August 11, 2014 4 min to read
Pattern Seekers: The Good, The Bad, and The Ugly
Category : 4CGeoWorks
Law #5: “Watkins’ Law” – There are always patterns [i]
First, let’s talk about “The Good.” David Byrne, writing in the introduction to Gareth Cook’s book, The Best American Infographics, 2013, describes the power of the infographic as:
“…an inbuilt ability to manipulate visual metaphors in ways we cannot do with the things and concepts they stand for — to use them as malleable, conceptual Tetris blocks or modeling clay that we can more easily squeeze, stack, and reorder. And then — whammo! — a pattern emerges, and we’ve arrived someplace we would never have gotten by any other means.”
He could just as easily have been talking about the data mining and analytics process, except that the process is much slower and more methodical than the expression “whammo” suggests.[ii]
Patterns, connections, and relationships are inevitable as long as there is relevant data. We naturally want to represent data in patterns so that we can understand and organize our data into something useful and profitable. This law is similar to Manuel Lima’s statement that “networks are everywhere” in his book, Visual Complexity: Mapping Patterns of Information.[iii] He also talks about “ubiquitous topology”, which is an apt expression because topology is the study of the properties that remain unchanged when a geometric object is manipulated. When we stretch or modify the properties of a polygon, the topology (relationship) of the polygons to the left or right of the stretched polygon remain the same. Thus, when we study patterns in data, we are trying to identify the underlying structure and insight that this data represents.
The patterns that we find may not be what we expected and they may not have a causal relationship, but there will always be a pattern. Not only are our brains “wired” to recognize patterns, but according to Khabaza we will always find patterns in analytics because the data used to create the pattern is a product of our domain of interest and our business knowledge. The business processes operate according to rules and procedures and these always lead to patterns.
For example, the business goal (increase the number of customers) sets the stage for the domain of interest (sales). Data is generated (who bought what, how much, where, when) by processes in the domain (bricks and mortar versus online retail, merchandise mix, seasonal sale event, etc.) and these processes are governed by rules. (For instance, we don’t stock snow shovels in May in Pennsylvania.) The data will reflect those rules and the data mining process will reveal the rules when we combine our data tools with the business knowledge about how to interpret the results in terms of the domain. The rules behind the processes will necessarily generate patterns.
To identify a pattern, we start with what we know about the business process (merchandise selection) and then relate that to what we know about sales, which comes from our business knowledge. (We sell more snow shovels in December and more garden shovels in May in Pennsylvania, but we don’t sell any snow shovels in Florida.) Like the overall process of data mining, identifying patterns is an iterative process. When we uncover one pattern and link that to what we know about the business, we may be able to generate a new hypothesis about another pattern.

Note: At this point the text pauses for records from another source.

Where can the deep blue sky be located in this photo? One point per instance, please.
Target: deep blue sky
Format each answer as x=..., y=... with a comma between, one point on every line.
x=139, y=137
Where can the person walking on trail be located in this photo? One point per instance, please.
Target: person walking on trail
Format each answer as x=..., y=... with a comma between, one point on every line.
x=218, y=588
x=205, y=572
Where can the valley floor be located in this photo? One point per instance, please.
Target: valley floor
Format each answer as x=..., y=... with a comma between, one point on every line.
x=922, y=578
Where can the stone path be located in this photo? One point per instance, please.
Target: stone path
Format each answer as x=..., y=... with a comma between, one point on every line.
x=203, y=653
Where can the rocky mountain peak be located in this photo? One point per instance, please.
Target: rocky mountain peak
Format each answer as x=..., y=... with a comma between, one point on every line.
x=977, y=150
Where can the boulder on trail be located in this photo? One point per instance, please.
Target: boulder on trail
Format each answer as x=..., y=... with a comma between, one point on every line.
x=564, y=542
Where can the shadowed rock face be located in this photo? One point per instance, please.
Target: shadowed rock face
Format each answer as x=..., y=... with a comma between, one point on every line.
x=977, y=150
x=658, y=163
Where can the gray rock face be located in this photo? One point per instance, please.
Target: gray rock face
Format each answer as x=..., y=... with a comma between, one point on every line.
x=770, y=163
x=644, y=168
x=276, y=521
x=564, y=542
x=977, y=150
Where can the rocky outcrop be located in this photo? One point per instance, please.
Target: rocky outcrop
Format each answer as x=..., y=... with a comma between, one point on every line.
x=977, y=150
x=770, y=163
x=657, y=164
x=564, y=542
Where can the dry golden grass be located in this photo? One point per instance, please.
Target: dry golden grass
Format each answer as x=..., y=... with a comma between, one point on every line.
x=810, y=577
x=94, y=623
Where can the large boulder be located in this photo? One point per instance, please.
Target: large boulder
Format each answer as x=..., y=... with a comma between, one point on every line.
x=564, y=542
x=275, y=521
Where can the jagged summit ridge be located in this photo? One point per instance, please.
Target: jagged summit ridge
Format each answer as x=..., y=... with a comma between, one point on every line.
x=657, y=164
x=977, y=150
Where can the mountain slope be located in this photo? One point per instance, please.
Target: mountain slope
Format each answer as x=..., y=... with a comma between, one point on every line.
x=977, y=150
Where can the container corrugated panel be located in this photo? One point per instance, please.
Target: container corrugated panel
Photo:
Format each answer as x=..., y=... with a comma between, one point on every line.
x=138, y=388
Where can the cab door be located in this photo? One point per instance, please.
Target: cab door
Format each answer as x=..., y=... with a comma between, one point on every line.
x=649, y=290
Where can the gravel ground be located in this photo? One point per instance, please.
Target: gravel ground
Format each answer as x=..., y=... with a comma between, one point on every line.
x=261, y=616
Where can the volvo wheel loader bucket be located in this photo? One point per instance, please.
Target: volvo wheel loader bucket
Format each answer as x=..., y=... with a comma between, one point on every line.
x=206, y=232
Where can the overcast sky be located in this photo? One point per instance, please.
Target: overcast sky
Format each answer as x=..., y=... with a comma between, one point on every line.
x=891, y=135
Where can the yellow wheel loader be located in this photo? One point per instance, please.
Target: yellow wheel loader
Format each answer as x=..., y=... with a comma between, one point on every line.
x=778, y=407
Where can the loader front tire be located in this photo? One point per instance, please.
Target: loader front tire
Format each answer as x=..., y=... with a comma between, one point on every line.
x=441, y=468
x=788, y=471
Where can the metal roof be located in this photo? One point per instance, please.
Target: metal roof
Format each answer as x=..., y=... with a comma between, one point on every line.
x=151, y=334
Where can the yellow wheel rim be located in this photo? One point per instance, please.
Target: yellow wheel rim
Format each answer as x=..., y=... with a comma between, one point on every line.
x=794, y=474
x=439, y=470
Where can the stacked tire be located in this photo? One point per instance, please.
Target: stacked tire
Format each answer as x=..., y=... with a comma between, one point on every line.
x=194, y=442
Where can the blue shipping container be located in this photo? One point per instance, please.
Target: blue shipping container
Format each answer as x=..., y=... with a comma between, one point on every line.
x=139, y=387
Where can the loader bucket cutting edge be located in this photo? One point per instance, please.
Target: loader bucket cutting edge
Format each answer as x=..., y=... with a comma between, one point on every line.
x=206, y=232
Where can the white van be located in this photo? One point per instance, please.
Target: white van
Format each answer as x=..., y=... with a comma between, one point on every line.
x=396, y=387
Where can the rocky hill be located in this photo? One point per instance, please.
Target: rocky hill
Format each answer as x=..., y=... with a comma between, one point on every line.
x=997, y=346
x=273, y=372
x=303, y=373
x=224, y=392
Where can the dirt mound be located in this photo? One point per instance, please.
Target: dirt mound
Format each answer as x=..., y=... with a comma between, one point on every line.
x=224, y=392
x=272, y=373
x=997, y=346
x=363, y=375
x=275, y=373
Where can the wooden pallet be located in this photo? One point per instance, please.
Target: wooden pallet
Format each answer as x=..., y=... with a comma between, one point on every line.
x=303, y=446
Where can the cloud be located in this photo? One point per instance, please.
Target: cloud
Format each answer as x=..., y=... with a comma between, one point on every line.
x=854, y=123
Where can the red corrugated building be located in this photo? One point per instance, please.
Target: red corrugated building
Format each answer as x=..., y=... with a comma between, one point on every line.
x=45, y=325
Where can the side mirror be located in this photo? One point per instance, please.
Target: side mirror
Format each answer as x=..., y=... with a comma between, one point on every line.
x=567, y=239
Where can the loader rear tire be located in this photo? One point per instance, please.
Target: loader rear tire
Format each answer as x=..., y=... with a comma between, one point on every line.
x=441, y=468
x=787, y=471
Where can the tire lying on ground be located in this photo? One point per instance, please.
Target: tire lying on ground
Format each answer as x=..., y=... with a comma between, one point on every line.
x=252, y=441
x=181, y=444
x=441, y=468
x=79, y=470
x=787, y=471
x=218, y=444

Here’s “The Bad.” As Daniel Kahneman writes in Thinking, Fast and Slow, our pattern seeking predilection causes us to incorrectly dismiss the randomness of truly random events.[iv] We find patterns where there are none, or stated more correctly, we drawn a conclusion as to the meaning of the pattern when there is no statistical association between the pattern and the conclusion. Care must be taken to follow best practices for identifying, using and representing patterns. Reading Kahneman’s book is a good place to start to avoid the pitfalls associated with pattern seeking.
Finally, we have “The Ugly.” In the movie, “The Good, The Bad, and The Ugly”, one of the techniques used by the director, Sergio Leone, was to frame the movie in a specific way. Roger Ebert pointed this out in his review of the film:
“The rule is that the ability to see is limited by the sides of the frame. At important moments in the film, what the camera cannot see, the characters cannot see, and that gives Leone the freedom to surprise us with entrances that cannot be explained by the practical geography of his shots.”
In the same way, the patterns in analytics can be deliberately framed to support a specific point of view. Two other books come to mind that are well known standards: How to Lie with Statistics from Darrell Huff[v] and How to Lie with Maps from Mark Monmonier[vi]. These books alert us of the potential dangers in the interpretations that we make from our analytics as well as the potential for others to mislead us with analytics.
This post merely scratches the surface of “The Good, The Bad, and The Ugly” in patterns. I welcome other’s comments and suggestions for exploring these topics further.
[ii] Gareth Cook and David Byrne, The Best American Infographics. (New York: Houghton Mifflin Harcourt Publishing Company, 2013), xvii.
[iii] Lima, Manuel, Visual Complexity: Mapping Patterns of Information. (New York: Princeton Architectural Press, 2011), 73.
[iv] Kahneman, Daniel, Thinking, Fast and Slow. (New York: Farrar, Straus and Giroux, 2011).
[v] Huff, Darrell, How to Lie with Statistics. (New York: W. W. Norton & Company, 1954).
[vi] Monmonier, Mark, How to Lie with Maps. (Chicago: University Of Chicago Press; 1996).